# How long can a hive live without a queen



## Andrew Dewey (Aug 23, 2005)

Six weeks.

Life length of summer worker bees is about 42 days.

It will be a viable colony that can be saved for a shorter time - maybe 30 days.


----------



## quigibo (Jun 23, 2014)

Didn't know how long it might be drawn out if a worker bee starts laying.


----------



## Andrew Dewey (Aug 23, 2005)

quigibo said:


> Didn't know how long it might be drawn out if a worker bee starts laying.

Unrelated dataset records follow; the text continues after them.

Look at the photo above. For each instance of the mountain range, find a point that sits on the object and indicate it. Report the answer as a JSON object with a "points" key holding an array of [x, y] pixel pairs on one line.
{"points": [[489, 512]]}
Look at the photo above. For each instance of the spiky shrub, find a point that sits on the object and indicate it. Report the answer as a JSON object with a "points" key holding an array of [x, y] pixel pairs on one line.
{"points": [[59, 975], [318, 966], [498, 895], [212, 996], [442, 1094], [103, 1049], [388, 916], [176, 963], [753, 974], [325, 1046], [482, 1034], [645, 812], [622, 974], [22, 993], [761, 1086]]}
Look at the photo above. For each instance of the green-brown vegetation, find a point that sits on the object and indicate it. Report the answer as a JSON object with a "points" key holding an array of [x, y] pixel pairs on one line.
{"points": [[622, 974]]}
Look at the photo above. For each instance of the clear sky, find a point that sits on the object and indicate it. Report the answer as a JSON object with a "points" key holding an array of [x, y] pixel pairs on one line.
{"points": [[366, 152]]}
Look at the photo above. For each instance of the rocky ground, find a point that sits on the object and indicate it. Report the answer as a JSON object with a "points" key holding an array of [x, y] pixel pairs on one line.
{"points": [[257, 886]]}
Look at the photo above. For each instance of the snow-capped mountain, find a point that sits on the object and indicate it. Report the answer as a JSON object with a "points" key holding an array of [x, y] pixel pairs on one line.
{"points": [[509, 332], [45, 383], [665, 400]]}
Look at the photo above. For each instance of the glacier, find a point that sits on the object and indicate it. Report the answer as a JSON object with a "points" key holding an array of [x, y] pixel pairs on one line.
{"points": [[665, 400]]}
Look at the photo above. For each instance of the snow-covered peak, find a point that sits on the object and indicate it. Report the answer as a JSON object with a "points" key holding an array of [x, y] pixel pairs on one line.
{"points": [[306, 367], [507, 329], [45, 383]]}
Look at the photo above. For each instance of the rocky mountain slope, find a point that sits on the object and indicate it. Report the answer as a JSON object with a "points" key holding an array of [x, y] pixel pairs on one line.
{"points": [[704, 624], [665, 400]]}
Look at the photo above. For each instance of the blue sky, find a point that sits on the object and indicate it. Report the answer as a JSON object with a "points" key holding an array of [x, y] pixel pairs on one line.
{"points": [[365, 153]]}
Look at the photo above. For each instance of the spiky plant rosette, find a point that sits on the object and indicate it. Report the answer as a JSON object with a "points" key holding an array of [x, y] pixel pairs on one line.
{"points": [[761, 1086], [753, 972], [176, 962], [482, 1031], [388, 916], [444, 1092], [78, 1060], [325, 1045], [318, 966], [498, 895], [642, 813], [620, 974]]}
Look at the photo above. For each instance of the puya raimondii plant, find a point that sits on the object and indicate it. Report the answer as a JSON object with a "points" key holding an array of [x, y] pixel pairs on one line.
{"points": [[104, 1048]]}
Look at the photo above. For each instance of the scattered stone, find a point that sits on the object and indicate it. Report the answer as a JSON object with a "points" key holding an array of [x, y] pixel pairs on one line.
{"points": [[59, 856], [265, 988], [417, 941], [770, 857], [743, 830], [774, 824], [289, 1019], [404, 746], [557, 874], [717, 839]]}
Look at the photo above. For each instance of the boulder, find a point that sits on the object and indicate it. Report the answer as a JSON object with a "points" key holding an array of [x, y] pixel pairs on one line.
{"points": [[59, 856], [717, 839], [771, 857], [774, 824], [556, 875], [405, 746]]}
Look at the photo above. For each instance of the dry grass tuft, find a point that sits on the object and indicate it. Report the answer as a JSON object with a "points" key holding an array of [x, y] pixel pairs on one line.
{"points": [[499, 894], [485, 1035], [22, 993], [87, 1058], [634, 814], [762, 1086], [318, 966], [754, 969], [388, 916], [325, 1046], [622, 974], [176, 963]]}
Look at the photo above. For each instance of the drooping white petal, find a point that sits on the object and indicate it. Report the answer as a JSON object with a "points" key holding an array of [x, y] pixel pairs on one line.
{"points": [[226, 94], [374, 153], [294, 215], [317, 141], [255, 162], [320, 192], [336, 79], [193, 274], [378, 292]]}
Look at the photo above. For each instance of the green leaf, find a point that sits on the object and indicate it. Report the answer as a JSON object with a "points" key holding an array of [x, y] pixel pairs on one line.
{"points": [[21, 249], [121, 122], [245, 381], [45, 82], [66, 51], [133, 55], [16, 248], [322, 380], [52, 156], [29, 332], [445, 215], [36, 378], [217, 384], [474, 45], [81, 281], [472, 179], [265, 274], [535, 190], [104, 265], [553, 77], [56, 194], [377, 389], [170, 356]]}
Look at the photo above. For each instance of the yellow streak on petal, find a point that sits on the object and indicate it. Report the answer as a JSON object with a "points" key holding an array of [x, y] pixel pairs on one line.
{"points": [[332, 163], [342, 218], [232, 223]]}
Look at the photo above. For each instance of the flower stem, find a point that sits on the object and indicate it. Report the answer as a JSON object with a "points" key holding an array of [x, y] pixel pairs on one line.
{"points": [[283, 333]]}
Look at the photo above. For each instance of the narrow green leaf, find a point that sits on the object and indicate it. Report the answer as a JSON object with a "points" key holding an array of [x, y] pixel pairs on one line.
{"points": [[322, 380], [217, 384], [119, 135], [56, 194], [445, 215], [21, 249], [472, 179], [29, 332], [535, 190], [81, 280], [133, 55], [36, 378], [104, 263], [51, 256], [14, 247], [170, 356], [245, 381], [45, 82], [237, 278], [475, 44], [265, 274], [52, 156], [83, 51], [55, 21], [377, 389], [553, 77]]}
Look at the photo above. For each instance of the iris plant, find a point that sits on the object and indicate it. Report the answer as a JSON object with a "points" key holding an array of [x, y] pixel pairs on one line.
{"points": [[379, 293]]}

Drones might extend the length of time that there are bees alive in the box - if the entire population is drone you might as well call the colony is dead.


----------



## ruthiesbees (Aug 27, 2013)

I believe it's the open brood pheromones that age the worker bees (that's why winter bees live longer); so if there is no open brood, I'd say the existing workers could live longer than the average 5 weeks. By the time you get a queen though, the population may have dwindled down to nothing. You may still need to combine the 2 hives before winter even if the 2 do manage to requeen.


----------



## Zbee (Apr 15, 2014)

ruthiesbees said:


> I believe it's the open brood pheromones that age the worker bees (that's why winter bees live longer); so if there is no open brood, I'd say the existing workers could live longer than the average 5 weeks.


???

I believe the open brood pheromones keep the ovary development in worker bees subdued to avoid a laying worker issue. I have never heard longevity contingent or being affected by pheromones. My understanding is winter bees live longer (assuming all things being equal) because they are not working themselves to death foraging.


----------



## ruthiesbees (Aug 27, 2013)

Zbee said:


> ???
> 
> I believe the open brood pheromones keep the ovary development in worker bees subdued to avoid a laying worker issue. I have never heard longevity contingent or being affected by pheromones. My understanding is winter bees live longer (assuming all things being equal) because they are not working themselves to death foraging.


http://www.ars.usda.gov/SP2UserFiles/Place/64133000/PDFFiles/201-300/295-Harbo--Effect%20of%20Brood.pdf

http://www.beekeeping.com/articles/us/thiele/new_beescience.htm

I guess I only got part of my statement correct. It's not the open brood pheromone that ages the worker, just raising brood seems to age the worker bee. These 2 links are not where I first read about it, but I can't find that other paper at the moment.


----------



## FlowerPlanter (Aug 3, 2011)

>There are some queen cells in one which I put some of them in each.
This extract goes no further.